Congress MPs distance themselves from Parliamentary panel report backing one of the farm laws
A report of Parliamentary Standing Committee on Food, Consumer Affairs and Public Distribution called for the implementation of Essential Commodities Act.
Three Congress MPs on Saturday distanced themselves from a Parliamentary Standing Committee report calling for the implementation of the Essential Commodities (Amendment) Act, 2020, PTI reported. This is one of the laws against which farmers have been protesting on the outskirts of New Delhi for over 100 days.
On March 18, the report of Parliamentary Standing Committee on Food, Consumer Affairs and Public Distribution was adopted. It asked the government to implement the Essential Commodities (Amendment) Act, 2020, in “letter and spirit”. Bharatiya Janata Party MP Ajay Misra Teni, who chaired the last meeting, had claimed that the report was adopted with consensus of all members and tabled in the Parliament on Friday.
Three Congress MPs in the panel – Saptagiri Sankar Ulaka, Rajmohan Unnithan and V Vaithilingam –have separately written to Lok Sabha Speaker Om Birla. They have alleged that the report was adopted against norms and conventions.
The committee is chaired by Trinamool Congress MP Sudip Bandyopadhyay and includes members of the Congress, Aam Aadmi Party, Samajwadi Party, Nationalist Congress Party and Shiv Sena. All of them have protested against the agricultural laws, including the ECA Act, introduced by the Narendra Modi government in September. The TMC said the report was pushed in the absence of Bandyopadhyay, who is currently busy with the West Bengal Assembly elections.
In his letter, Ulaka urged Birla to look into the matter and give him an opportunity to record his dissent officially. “I completely dissociate myself with this recommendation, and record my dissent to the report, in line with the stand expressed by the Congress, in both Houses of Parliament and in various press conferences and public meetings, where we have opposed [the law] tooth and nail,” he wrote.
Ulaka said that he was not present when the report was adopted at the meeting, called in a short notice of merely 15 hours. “It is highly irregular that such an important report was circulated at a very short notice, and without recording any dissenting opinion, was tabled in Parliament,” he added. “It is not only misleading the nation, but also against the norms and conventions of the functioning and the democratic spirit of the Parliamentary Standing Committee.”

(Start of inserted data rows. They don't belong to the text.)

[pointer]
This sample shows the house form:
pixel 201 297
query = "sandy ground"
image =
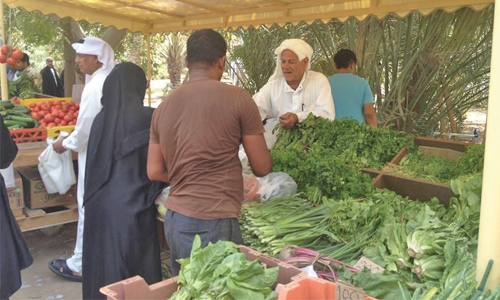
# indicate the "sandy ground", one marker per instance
pixel 38 281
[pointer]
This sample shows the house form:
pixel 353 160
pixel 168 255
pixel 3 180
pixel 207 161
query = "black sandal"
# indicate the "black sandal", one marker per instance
pixel 59 267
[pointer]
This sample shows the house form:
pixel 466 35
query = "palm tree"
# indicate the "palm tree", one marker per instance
pixel 425 71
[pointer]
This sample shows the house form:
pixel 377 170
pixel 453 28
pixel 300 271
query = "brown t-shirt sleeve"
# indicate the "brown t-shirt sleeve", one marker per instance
pixel 250 117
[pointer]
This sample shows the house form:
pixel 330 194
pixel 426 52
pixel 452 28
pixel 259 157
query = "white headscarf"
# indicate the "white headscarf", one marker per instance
pixel 297 46
pixel 95 46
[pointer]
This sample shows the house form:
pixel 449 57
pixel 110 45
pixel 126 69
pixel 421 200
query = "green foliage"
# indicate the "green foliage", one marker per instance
pixel 439 169
pixel 221 271
pixel 409 62
pixel 24 87
pixel 360 146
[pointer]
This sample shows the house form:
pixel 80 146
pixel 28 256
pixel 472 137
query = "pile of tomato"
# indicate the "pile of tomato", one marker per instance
pixel 49 114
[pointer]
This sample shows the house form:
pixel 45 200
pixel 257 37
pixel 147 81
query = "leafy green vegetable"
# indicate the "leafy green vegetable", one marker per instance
pixel 24 87
pixel 221 271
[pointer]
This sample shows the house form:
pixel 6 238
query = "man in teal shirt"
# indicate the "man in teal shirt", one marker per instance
pixel 352 95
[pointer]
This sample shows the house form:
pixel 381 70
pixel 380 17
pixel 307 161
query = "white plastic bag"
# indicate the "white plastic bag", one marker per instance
pixel 277 184
pixel 8 176
pixel 269 135
pixel 56 170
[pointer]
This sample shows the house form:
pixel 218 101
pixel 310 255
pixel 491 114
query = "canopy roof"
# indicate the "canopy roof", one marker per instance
pixel 153 16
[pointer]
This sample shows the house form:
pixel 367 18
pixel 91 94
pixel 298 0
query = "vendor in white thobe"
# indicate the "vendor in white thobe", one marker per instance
pixel 294 91
pixel 95 58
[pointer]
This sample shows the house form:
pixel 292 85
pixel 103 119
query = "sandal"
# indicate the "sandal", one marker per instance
pixel 59 267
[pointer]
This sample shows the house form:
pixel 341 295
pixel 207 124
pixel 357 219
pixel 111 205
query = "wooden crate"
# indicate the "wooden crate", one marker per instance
pixel 42 218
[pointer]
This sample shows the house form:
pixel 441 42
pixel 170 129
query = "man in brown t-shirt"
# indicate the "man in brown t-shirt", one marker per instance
pixel 195 137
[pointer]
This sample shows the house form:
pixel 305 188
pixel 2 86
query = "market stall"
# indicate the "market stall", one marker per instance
pixel 165 16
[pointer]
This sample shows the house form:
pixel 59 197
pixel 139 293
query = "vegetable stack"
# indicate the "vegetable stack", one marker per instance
pixel 16 116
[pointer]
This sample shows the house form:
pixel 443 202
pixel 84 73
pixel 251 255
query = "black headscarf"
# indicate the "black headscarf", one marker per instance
pixel 121 127
pixel 8 149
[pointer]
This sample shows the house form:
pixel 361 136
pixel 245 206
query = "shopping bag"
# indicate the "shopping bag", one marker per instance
pixel 8 176
pixel 56 170
pixel 277 184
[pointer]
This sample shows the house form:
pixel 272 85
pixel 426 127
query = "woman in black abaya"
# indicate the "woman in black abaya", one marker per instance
pixel 120 239
pixel 14 254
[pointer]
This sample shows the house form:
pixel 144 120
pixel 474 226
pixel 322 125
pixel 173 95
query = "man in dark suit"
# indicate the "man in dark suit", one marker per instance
pixel 51 83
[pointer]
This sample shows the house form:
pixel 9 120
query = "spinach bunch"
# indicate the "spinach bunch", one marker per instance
pixel 221 271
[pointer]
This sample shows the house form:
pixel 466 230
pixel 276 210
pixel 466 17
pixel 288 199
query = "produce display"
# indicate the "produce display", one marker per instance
pixel 54 113
pixel 439 169
pixel 427 249
pixel 331 153
pixel 16 116
pixel 44 114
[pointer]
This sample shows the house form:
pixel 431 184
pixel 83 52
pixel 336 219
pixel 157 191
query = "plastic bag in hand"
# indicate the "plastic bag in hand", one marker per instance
pixel 56 170
pixel 277 184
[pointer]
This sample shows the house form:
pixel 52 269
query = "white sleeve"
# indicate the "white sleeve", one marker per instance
pixel 89 108
pixel 324 100
pixel 263 100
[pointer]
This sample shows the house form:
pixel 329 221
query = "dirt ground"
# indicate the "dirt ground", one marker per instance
pixel 38 281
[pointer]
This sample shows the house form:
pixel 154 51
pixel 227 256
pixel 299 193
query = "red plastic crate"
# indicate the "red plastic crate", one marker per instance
pixel 311 288
pixel 28 135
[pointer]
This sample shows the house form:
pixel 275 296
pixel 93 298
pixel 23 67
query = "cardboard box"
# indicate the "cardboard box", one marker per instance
pixel 434 147
pixel 18 212
pixel 35 195
pixel 15 194
pixel 136 288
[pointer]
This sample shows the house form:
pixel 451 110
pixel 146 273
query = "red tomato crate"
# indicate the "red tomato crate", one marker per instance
pixel 28 135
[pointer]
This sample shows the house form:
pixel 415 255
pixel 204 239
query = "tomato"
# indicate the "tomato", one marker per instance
pixel 5 49
pixel 68 117
pixel 49 117
pixel 17 54
pixel 11 62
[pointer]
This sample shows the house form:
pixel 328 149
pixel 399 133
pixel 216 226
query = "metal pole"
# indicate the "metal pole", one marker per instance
pixel 3 68
pixel 489 221
pixel 148 38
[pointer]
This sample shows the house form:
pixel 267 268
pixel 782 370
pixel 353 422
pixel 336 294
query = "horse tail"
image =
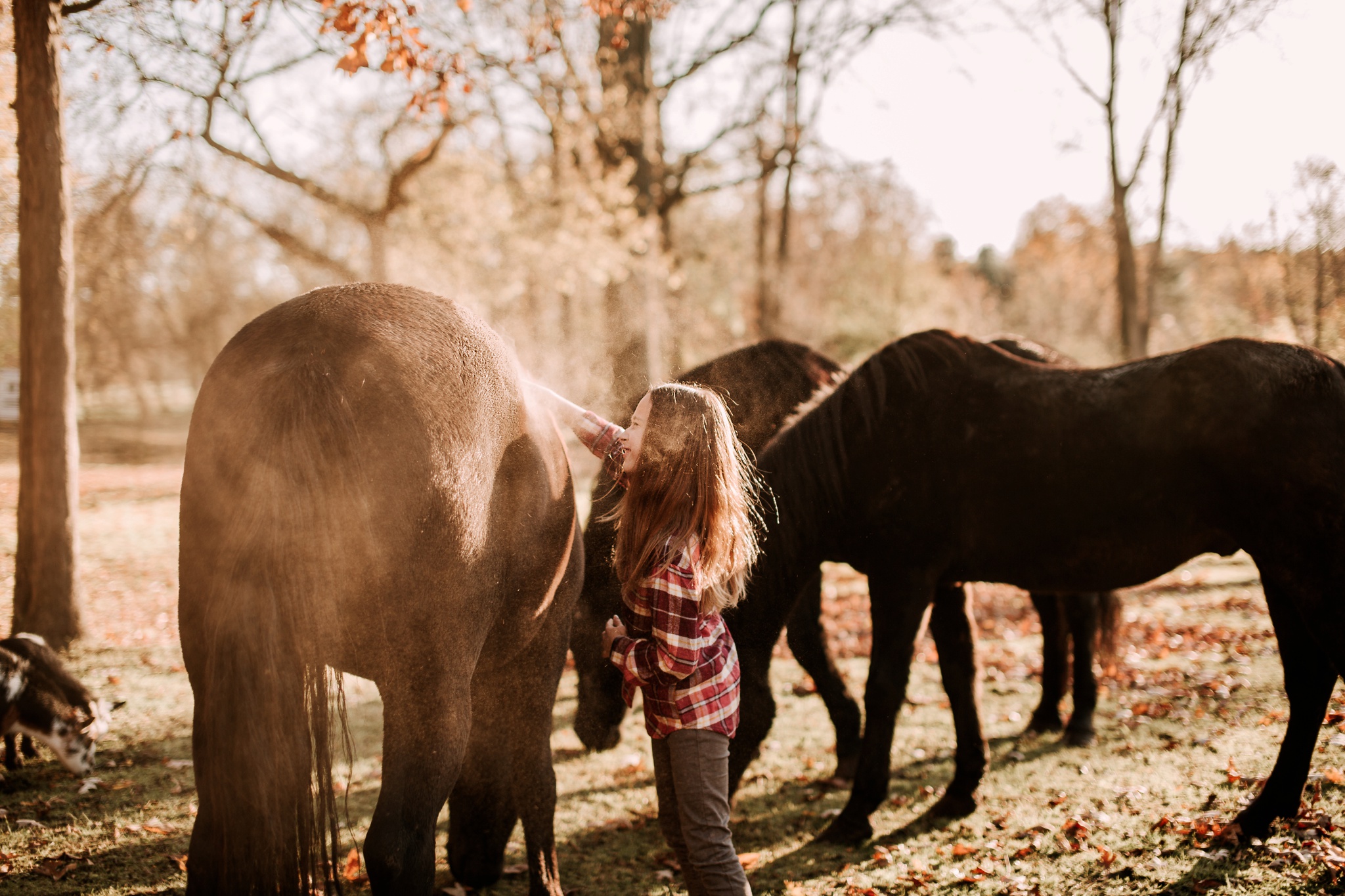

According to The Indian Express, the report mentions Ulaka’s name in the list of members who attended the committee meeting on March 18.
Unnithan and Vaithilingam have also written similar letters to the Lok Sabha Speaker. They said the subject was selected by the committee in 2019-’20 for examination before the three farm ordinances and laws were passed. The panel, they said, spent a cumulative time of 4 hours 45 minutes on it.
They alleged that the committee did not seek oral evidence from a single farmers group or any independent expert before finalising the report.
Senior Congress leader Jairam Ramesh shared Ualaka’s letter on Twitter. “MPs of the Congress party DID NOT ask for implementation of the Essential Commodities Act,” Ramesh said. “The Standing Committee Report is a misrepresentation.”
Ramesh, who is the chief Congress whip in Rajya Sabha, told PTI, “It is unprecedented that the report is adopted in the absence of the chairman. In 17 years I have been an MP, this has never happened.”
Trinamool Congress leader Derek O’Brien also criticised the report. “This is the BJP cheap and dirty tricks department in action,” he tweeted. “Con job was done when Chairman of Parliament Committee was not at meeting. AITC position on Farm Laws and Essential Commodities Act well documented. Withdraw draconian laws.”
Farm law protests
Thousands of farmers have camped outside Delhi since December, demanding Prime Minister Narendra Modi repeal the three laws that open up the country’s agriculture markets to private companies. Farmers fear the policies will make them vulnerable to corporate exploitation and would dismantle the minimum support price regime.
The farmers have hunkered down with supplies that they say will last them for months, and have resolved to not leave until their demands are met. Several rounds of talks between the government and farm leaders took place, but none of them could manage to end the deadlock. In January, the Supreme Court had suspended the implementation of the laws until further orders.
The movement poses one of the biggest challenges to Modi since he took power in 2014, as he faces criticism from all sides, including from some allies of the BJP. The Shiromani Akali Dal of Punjab quit the ruling National Democratic Alliance at the Centre in September itself.
Another sign of impact was the Congress’ spectacular performance in the urban body polls held in Punjab last month.